In the early years of World War II, Ecuador still admitted a certain amount of immigrants, and in 1939, when several South American countries refused to accept the 165 Jewish refugees from Germany aboard the ship "Koenigstein," Ecuador granted them entry permits. Nevertheless, the country eventually gave way to a policy of selectivity. Jewish immigration to Ecuador were supposed to be employed in the agricultural realm, but the authorities soon surmised that the immigrants were actually merchants, industrialists, and businessmen, and were not farming.

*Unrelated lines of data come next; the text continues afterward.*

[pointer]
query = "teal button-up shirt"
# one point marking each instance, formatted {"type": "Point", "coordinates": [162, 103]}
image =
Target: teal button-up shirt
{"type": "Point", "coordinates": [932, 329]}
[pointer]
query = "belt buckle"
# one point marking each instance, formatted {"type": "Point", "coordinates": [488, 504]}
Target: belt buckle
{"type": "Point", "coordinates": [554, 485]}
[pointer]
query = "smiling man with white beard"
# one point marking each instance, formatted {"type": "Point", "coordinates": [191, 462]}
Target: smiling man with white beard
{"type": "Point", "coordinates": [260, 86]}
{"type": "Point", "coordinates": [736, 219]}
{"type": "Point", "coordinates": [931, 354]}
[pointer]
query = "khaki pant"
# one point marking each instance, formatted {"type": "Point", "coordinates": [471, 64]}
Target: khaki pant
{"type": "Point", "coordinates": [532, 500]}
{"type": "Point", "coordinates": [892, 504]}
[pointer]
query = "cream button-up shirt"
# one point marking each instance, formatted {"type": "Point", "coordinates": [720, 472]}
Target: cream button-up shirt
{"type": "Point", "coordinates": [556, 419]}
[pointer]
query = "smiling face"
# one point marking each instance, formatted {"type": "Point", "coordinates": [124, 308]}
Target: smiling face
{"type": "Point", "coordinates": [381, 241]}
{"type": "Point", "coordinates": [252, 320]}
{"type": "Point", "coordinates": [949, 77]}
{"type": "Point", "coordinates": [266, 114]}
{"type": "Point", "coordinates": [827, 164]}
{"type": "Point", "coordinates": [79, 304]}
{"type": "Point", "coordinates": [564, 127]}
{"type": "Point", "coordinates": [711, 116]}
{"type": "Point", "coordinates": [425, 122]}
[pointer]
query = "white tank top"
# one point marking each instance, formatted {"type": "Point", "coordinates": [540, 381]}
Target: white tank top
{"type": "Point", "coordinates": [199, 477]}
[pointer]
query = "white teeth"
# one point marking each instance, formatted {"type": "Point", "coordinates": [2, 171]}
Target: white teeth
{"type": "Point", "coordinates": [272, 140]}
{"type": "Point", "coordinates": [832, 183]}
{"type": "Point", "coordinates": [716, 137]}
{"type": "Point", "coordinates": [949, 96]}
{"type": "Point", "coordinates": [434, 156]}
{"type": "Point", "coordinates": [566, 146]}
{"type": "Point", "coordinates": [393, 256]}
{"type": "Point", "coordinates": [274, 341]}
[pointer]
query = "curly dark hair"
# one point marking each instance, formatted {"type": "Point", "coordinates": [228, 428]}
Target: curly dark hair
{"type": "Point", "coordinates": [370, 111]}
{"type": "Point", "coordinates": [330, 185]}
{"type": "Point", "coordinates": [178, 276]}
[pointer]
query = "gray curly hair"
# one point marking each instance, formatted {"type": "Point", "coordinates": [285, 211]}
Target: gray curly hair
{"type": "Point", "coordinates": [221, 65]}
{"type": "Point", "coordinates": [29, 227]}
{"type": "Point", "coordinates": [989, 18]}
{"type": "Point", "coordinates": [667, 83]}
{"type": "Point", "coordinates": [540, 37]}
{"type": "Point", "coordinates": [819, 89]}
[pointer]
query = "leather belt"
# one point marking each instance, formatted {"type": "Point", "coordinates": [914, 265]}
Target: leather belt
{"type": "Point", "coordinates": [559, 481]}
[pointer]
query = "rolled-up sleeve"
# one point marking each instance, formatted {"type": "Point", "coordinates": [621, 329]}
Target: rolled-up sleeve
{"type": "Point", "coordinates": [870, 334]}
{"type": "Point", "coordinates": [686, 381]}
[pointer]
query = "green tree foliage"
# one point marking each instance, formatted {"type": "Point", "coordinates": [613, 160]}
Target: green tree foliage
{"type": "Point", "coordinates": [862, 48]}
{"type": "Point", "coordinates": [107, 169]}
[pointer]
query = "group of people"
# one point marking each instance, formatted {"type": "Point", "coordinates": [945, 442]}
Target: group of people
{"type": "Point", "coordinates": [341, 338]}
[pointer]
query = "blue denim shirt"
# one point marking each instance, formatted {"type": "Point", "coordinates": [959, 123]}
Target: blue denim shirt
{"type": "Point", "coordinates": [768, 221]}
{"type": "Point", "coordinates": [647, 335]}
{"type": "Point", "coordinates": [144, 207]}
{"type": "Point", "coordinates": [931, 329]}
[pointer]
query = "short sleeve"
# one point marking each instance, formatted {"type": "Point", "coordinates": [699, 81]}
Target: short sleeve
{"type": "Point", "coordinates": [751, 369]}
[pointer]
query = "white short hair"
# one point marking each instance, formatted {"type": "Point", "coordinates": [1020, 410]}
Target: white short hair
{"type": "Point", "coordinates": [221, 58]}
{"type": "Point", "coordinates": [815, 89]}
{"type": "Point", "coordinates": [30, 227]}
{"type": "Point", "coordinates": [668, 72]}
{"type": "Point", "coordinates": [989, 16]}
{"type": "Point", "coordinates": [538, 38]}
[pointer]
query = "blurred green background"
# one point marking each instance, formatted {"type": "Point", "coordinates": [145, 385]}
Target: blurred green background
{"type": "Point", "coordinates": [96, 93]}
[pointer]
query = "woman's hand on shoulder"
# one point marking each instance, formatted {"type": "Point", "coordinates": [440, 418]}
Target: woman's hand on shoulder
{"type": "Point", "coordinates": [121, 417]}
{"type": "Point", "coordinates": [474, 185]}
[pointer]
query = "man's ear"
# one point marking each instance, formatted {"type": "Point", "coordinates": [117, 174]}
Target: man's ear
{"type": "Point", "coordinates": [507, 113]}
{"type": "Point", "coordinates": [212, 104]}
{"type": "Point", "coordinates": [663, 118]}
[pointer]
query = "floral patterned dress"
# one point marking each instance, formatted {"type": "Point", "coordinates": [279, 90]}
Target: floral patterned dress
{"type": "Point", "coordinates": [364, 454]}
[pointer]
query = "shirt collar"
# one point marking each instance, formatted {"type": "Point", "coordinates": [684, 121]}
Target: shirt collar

As a result, in 1938 legislation was passed compelling any Jew not engaged in agriculture or industry to leave the country. In addition, entry rights were limited to those Jews who possessed a minimum of $400, which they would have to invest in an industrial project.

In 1935 the Comite pour l'Etude de l'Industrie de l'Immigration dans la Republique de l'Equateur was established in Paris by the organization, the Freeland League of Jewish Colonization, with the purpose of creating a settlement program in Ecuador. An agreement was reached with the Ecuadorian government to transfer 500,000 acres of land to the Committee's jurisdiction for a period of 30 years to be settled by immigrants regardless of race, religion, or nationality. Several concessions were also promised, such as tax exemption for three years, citizenship after one year, customs exemption, and free transportation by train from the port to the interior of the country. The president signed the agreement several months later on the condition that a detailed program be presented by May 1937 and that the Committee invest $8,000 and settle at least 100 families. Some Jewish organizations, however, found the land proposed for the plan unacceptable, claiming that it was too far from population centers and that the climate was too severe. The result of these objections was the total abandonment of the project.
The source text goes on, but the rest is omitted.